Череда событий была настолько плотной, что невозможно было заподозрить в ней простое стечение обстоятельств. Сначала убивают художника. Нет! Сначала я нашла те дурацкие письма и поперлась на кладбище. Опять нет. Сначала обыск в офисе Андрея. Стоп! Почему я сказала «обыск»? Это ведь была кража, так все говорили – и Андрей, и полицейские. Но что-то навело меня на эту странную мысль про обыск. Это, наверное, потому, что ничего из личных вещей сотрудников не пропало, просто случился беспорядок в ящиках. Еще мусор, который исчезал из квартиры Андрея. Потом кладбище. И тот человек сказал: «А почему он сам не пришел?..» Потом убили художника… Тут у меня опять покатились слезы. Хорошо еще, что я глаза не накрасила. Там еще кто-то прятался в шкафу, а я испугалась… Потом эти фотографии в интернете, наше бегство, человек, взявший наше письмо, реставраторы, жилье у Мартины, церковь, исчезновение Андрея… На этом месте я наверное, опять всхлипнула, потому что какой-то прохожий обернулся мне вслед. Дальним чувством я осознавала, что упускаю что-то очень важное, но пока не понимаю, что именно.
Подумать только – еще три дня назад я сидела дома, в своей теплой сибирской квартире, пила чай с ночными плюшками и ни о чем особо не расстраивалась. И полагала, что все ужасные опасности и страшные приключения в моей жизни были позади!
45
Свежевыбеленные стены и белое покрывало на узкой кровати напоминали операционную. Бланка приказала, чтобы комната была готова к ее приезду, но когда именно она приедет, монахини не знали. Послушница дважды в день вытирала пыль с комода и резного туалетного столика светлого дерева – единственного изящного предмета меблировки в комнате для гостей.
Бланка приехала на рассвете, и комната сразу же ожила. Вслед за госпожой в дверь ворвался аромат роз и утренней свежести, на комоде появились миленькие вещицы, неизменные спутницы женщин, стремящихся сохранить свою привлекательность. Хрустальные флакончики с туалетной водой, кремы, пудра и маленькие щипчики возле зеркала привлекали взгляды молодых монахинь, прислуживающих важной персоне. Бланка приказала не будить ее до полудня, она хотела выглядеть свежей к вечернему собранию у Монсеньора.
Короткий сон при открытом окне пошел ей на пользу, вызвав на щеках легкий румянец. Бутоны роз, срезанных в монастырском саду, были полны росой, и влажный аромат, источаемый ими в маленькой комнате, струился по лицу женщины, неподвижно лежащей на кровати.
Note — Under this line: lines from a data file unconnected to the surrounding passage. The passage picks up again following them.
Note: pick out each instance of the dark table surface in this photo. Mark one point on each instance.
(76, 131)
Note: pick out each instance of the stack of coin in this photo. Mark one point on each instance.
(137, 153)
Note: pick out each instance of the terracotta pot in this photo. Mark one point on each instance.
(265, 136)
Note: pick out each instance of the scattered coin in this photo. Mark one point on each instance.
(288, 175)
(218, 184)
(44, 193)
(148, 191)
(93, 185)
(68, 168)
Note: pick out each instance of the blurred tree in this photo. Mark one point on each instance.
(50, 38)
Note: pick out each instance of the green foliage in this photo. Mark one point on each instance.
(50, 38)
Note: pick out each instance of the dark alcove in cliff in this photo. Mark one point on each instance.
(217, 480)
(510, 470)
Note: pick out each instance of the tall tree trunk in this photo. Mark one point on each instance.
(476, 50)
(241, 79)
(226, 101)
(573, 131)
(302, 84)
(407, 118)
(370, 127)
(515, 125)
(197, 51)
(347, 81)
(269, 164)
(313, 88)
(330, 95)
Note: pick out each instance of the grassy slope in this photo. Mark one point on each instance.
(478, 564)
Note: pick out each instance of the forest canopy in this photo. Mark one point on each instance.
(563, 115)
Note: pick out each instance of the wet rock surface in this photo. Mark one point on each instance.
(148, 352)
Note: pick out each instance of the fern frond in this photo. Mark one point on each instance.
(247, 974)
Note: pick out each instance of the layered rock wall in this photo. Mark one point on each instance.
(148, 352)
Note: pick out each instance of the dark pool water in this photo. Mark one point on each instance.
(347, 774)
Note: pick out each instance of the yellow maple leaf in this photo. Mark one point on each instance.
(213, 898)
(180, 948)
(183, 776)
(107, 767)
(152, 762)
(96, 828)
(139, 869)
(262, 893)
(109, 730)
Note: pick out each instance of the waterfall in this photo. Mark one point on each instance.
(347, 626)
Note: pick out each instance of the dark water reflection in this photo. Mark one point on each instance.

Бланка уже не спала, ее глаза были открыты, и по сдвинутым бровям на ее красивом лице было видно, что предстоящая встреча с Монсеньором волнует ее больше, чем ей хотелось бы.
Вся жизнь ее была погоней за богатством и властью, и вот теперь наконец она может войти в семью, обладающую состоянием, для которого перестают существовать границы и государства. Ее навязчивой любовью стала медицина, и она готова была тратить все до последней монеты из денег, что отпускал Антуан, на новые исследования. Бланка считала несправедливым, что не имеющий никакого отношения к реальной жизни человек вмешивается в дела особого госпиталя и ограничивает его деятельность лишь одной страной – Америкой. Бланка не любила Америку, эту дикую, продажную, контролируемую европейским капиталом демократию бывших каторжников и аутсайдеров. Ее мечтой было вернуться в Европу, но сейчас это было невозможно. Антуан держал ее на почтительном расстоянии от Монсеньора.
Проснувшись около четырех часов пополудни, она приказала принести горячий чай и таз для умывания. Молоденькая послушница, двигаясь почти бесшумно, поставила поднос с чаем на комод и исчезла. Бланка взяла чашку, налила из чайника горячую янтарную жидкость и вдохнула аромат свежего чая, поставляемого Ост-Индской компанией, где Орден имел свои интересы и куда назначал на высокие посты проверенных людей – жадных и без сантиментов.